Palin has plenty of company. Last year, a USA Today/ Gallup poll showed that 66 percent of Americans believed that God definitely or probably created human beings in their present form within the past 10,000 years. (In the same survey, 53 percent said they definitely or probably believed in evolution. Go figure.) Creationism is not just a belief system of the uneducated: Of the eight North Carolina delegates I interviewed about the issue yesterday, six were unequivocal creationists while two professed something closer to intelligent design.
"I believe that in the beginning, God created the heavens and the earth," said Kieran Shanahan, a former Raleigh city council member, quoting the book of Genesis. "And you can't get past 'In the beginning.'"
"If someone wants to believe they're the descendents of monkeys, that's fine," said Burr. "But I don't believe that. I believe that Jesus Christ is the son of God and he created every one of us."
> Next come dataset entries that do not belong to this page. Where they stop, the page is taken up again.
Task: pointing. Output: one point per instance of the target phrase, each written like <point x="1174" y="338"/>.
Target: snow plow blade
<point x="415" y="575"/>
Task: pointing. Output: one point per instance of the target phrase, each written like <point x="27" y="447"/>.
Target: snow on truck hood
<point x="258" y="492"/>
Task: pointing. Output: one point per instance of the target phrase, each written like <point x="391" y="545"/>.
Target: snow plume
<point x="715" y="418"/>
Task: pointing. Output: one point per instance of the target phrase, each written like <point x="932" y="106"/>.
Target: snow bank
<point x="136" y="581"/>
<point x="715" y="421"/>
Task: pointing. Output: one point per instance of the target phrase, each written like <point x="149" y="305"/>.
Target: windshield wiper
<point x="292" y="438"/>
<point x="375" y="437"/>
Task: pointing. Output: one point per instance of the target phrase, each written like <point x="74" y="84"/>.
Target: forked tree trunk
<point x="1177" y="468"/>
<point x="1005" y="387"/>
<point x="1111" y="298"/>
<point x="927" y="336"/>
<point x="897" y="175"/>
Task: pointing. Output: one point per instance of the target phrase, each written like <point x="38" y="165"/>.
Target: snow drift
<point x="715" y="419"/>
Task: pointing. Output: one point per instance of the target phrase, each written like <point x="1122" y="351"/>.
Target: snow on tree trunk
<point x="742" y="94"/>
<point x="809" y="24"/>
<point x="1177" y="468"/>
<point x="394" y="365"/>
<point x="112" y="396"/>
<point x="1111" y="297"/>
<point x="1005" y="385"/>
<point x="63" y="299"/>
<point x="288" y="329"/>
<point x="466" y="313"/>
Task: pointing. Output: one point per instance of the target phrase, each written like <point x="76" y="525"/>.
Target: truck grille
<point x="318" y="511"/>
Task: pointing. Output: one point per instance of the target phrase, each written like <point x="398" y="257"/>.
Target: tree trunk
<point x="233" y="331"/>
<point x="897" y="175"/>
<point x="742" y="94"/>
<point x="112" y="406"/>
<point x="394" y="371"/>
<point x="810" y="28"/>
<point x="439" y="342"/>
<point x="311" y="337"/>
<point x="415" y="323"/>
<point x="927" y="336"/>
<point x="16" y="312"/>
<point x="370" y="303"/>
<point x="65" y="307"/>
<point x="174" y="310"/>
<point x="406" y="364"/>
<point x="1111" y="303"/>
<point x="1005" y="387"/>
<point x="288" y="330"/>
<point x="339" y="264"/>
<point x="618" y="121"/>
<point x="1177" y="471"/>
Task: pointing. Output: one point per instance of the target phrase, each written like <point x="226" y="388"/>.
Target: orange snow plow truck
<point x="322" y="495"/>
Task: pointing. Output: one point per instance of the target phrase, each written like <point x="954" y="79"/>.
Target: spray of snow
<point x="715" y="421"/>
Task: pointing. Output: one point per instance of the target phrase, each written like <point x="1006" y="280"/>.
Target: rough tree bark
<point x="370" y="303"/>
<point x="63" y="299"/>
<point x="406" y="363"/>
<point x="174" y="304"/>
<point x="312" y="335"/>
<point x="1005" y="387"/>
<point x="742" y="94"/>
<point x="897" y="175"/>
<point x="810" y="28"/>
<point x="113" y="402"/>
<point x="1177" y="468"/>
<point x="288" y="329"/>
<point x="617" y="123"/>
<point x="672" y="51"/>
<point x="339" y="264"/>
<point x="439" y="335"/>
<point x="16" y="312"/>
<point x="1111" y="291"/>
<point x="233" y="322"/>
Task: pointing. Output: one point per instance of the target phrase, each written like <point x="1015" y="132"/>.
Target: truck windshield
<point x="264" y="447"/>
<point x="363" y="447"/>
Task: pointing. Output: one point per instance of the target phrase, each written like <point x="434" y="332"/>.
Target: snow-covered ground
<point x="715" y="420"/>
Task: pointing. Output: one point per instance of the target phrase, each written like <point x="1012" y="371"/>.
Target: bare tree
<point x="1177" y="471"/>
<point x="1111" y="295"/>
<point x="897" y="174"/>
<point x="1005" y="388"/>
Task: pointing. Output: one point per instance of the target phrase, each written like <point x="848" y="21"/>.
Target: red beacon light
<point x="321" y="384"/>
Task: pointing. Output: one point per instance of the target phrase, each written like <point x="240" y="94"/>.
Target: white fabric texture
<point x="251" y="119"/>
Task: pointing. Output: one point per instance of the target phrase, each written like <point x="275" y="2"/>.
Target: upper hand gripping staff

Most of the delegates I interviewed supported the teaching of evolution and divine creation side by side, as Palin does. What struck me about their responses was that the teaching of creationism was a given for them. The real question was whether also to include evolution in the curriculum.
"I think it's a great idea," said Jonathan Bandy of Raleigh, the North Carolina field coordinator for the anti-tax group Americans for Prosperity. "The definition of 'faith' is you have to believe in something, and I believe evolution theory is in itself a religion. You have to believe it happened. So why not have creation theory taught? If we really want to educate people, any theories that are out there they should be privy to."
But Zan Bunn, a delegate from Cary, wanted to remove evolution from the public schools altogether. "I believe in North Carolina, it should be taught creationism," she said.
"Why?" I asked.
"Because I happen to believe in God."
Bunn looked at me like this should all be self-evident. "Well, you believe in God and you believe in creation," she said. "And that's really very simple."
Clarification (Sept. 6, 2008): We listed Justin Burr as a state representative in the original post. The author checked the recording of the interview with Burr, and Burr identified himself as such. However, he is currently a candidate for that seat.